Devotional Thoughts for Today
“Complacency is a Curse”
“Cursed is he who does the work of the Lord with slackness, and cursed is he who keeps back his sword from bloodshed. 11 “Moab has been at ease from his youth and has settled on his dregs; he has not been emptied from vessel to vessel, nor has he gone into exile; so his taste remains in him, and his scent is not changed. 12 “Therefore, behold, the days are coming, declares the Lord, when I shall send to him pourers who will pour him, and empty his vessels and break his jars in pieces. 13 Then Moab shall be ashamed of Chemosh, as the house of Israel was ashamed of Bethel, their confidence.
“Cursed is he who does the work of the Lord with slackness.” It sure sounds like a message your pastor would share with ministry volunteers—but it’s not. This whole chapter describes God’s judgment against Israel’s eastern neighbors, the Moabites; and this curse is pronounced, ironically, against Moab’s conquerors—the Babylonians. It’s not actually a curse; rather, it’s a way of stating that God will use Babylon to accomplish His purposes and His purposes will not be undone.
You see, the Bible gives us a picture of reality very different than the perception we often hold of the world. We see wars and insurrection; regime change and elections; politics and economics—and feel small in view of all of that. Sometimes we don’t even want to think about it because what can you do anyway.

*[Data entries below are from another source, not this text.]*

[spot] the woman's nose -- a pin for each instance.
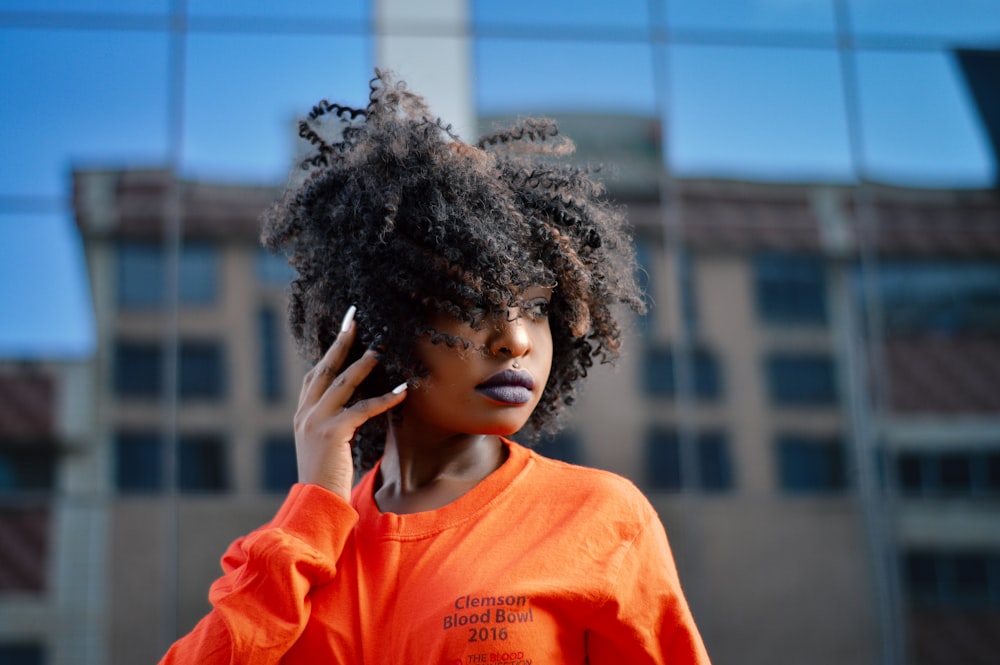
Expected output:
(510, 335)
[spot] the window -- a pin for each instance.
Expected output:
(22, 654)
(952, 473)
(270, 355)
(801, 379)
(659, 376)
(563, 446)
(198, 273)
(27, 466)
(944, 297)
(138, 462)
(790, 288)
(201, 463)
(202, 374)
(138, 369)
(967, 579)
(142, 274)
(712, 461)
(810, 466)
(273, 269)
(280, 470)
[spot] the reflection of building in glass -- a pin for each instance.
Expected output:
(52, 599)
(735, 406)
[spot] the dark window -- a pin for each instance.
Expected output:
(910, 473)
(790, 288)
(663, 459)
(270, 355)
(273, 269)
(27, 466)
(659, 374)
(202, 372)
(280, 471)
(714, 468)
(199, 274)
(22, 654)
(142, 274)
(944, 297)
(563, 446)
(954, 473)
(964, 579)
(138, 370)
(807, 465)
(201, 463)
(138, 462)
(664, 467)
(956, 476)
(801, 380)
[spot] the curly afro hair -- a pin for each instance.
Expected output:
(399, 217)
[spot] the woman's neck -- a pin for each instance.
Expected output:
(416, 475)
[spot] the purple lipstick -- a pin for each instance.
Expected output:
(508, 386)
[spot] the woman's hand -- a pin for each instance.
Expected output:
(324, 424)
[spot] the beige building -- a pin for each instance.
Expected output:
(740, 406)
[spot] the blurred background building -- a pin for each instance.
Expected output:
(812, 403)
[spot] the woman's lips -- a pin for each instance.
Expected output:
(508, 386)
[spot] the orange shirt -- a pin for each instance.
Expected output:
(542, 562)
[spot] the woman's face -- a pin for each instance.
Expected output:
(493, 387)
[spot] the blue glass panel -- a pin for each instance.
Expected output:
(523, 77)
(919, 124)
(758, 113)
(88, 97)
(941, 18)
(245, 94)
(767, 16)
(560, 15)
(43, 278)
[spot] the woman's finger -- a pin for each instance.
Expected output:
(319, 378)
(339, 391)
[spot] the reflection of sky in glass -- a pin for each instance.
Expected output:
(79, 97)
(938, 18)
(349, 10)
(82, 96)
(521, 76)
(245, 94)
(144, 7)
(47, 290)
(774, 113)
(918, 124)
(751, 15)
(528, 14)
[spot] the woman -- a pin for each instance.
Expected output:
(482, 282)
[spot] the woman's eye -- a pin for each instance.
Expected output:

But the biblical picture of reality is very different. God is not intimidated by empires, arms races or the posturing of presidents because He has never abdicated ownership of the creation He made. And He works in ways that often surprise us but are never haphazard or capricious. God is in control and He is working to redeem and renew creation. And He’s a just judge and He judged Moab for her complacency—a complacency that led to contempt towards God. Satisfied by their security and industry, they had no regard for God.
The mention of “dregs emptied from one vessel to vessel” is an image from winemaking. After fermentation, wine would sit to age and the impurities, the dregs, would settle to the bottom of the jar. Usually you filtered out the dregs by slowly pouring the wine into a new container a few times. If you didn’t, the impurities would ruin the taste. Similarly, entertaining spiritual complacency is like leaving the dregs in the wine. It just sits there contaminating the whole, tainting the taste profile, and ruining what remains. Moab’s complacency came because it was secure, well-protected and prosperous. They didn’t need the true God whom they are called to serve because they had substitutes that actually served them. That’s the danger of complacency—it makes you blind to what you really need. A warning from Moab’s failure . . .

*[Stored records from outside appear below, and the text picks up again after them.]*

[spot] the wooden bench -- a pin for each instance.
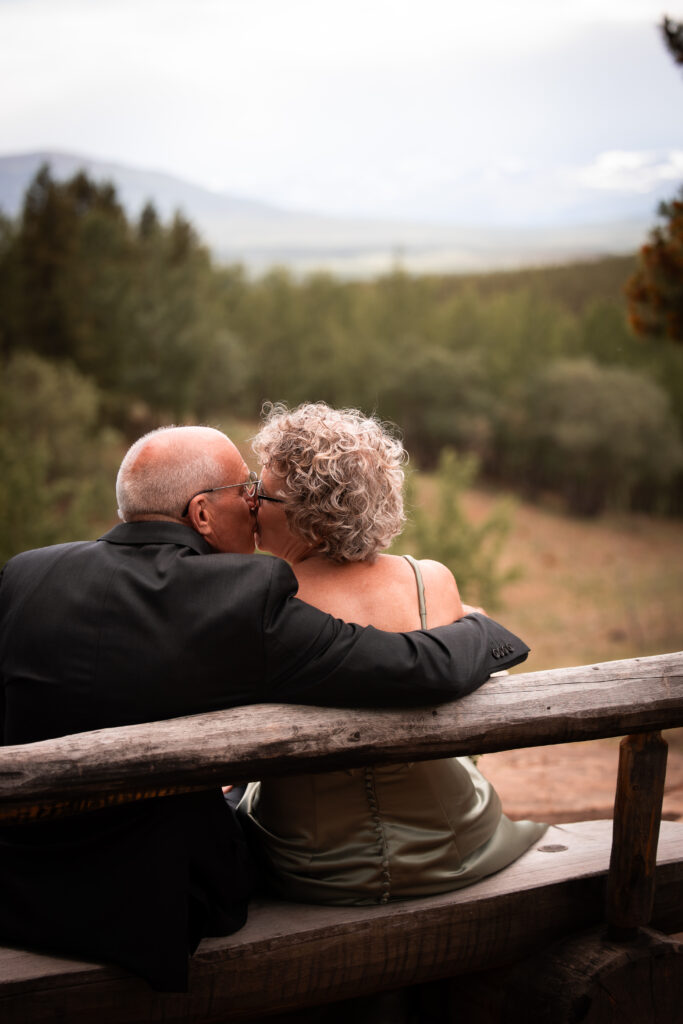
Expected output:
(578, 877)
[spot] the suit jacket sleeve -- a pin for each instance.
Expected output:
(310, 657)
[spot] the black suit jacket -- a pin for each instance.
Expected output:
(135, 628)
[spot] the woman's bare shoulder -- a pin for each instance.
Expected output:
(441, 594)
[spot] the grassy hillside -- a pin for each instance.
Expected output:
(591, 590)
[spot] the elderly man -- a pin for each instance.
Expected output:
(135, 627)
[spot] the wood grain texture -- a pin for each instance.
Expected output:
(642, 769)
(584, 978)
(520, 710)
(292, 955)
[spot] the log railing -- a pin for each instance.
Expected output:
(109, 766)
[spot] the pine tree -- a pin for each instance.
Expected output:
(654, 292)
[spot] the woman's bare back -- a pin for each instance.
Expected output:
(383, 593)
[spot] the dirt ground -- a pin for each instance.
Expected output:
(572, 781)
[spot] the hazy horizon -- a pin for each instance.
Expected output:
(436, 113)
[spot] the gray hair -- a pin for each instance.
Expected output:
(164, 481)
(343, 475)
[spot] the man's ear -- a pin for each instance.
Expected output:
(199, 515)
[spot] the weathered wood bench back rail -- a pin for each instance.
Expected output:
(290, 956)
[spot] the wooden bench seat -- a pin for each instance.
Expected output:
(291, 955)
(295, 955)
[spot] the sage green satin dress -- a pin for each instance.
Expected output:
(377, 834)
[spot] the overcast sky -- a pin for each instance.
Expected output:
(519, 112)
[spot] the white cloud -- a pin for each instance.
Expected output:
(630, 170)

A.W. Tozer wrote: “To have found God and still to pursue Him is the soul’s paradox of love, scorned indeed by the too-easily-satisfied religionist, but justified in happy experience by the children of the burning heart.” This is the opposite of complacency and it’s ironic. Tozer observes that the ones who are most satisfied in God are also, at the same time, the ones who want Him the most. May we be children of the burning heart!
Prayer: Lord, we ask that You stir our hearts to long for You! To settle NOT for the glory days of our past; or being cynical; or waiting till we have more time. Give us an urgency TODAY to know You, the source of living water. Satisfy us with Your love!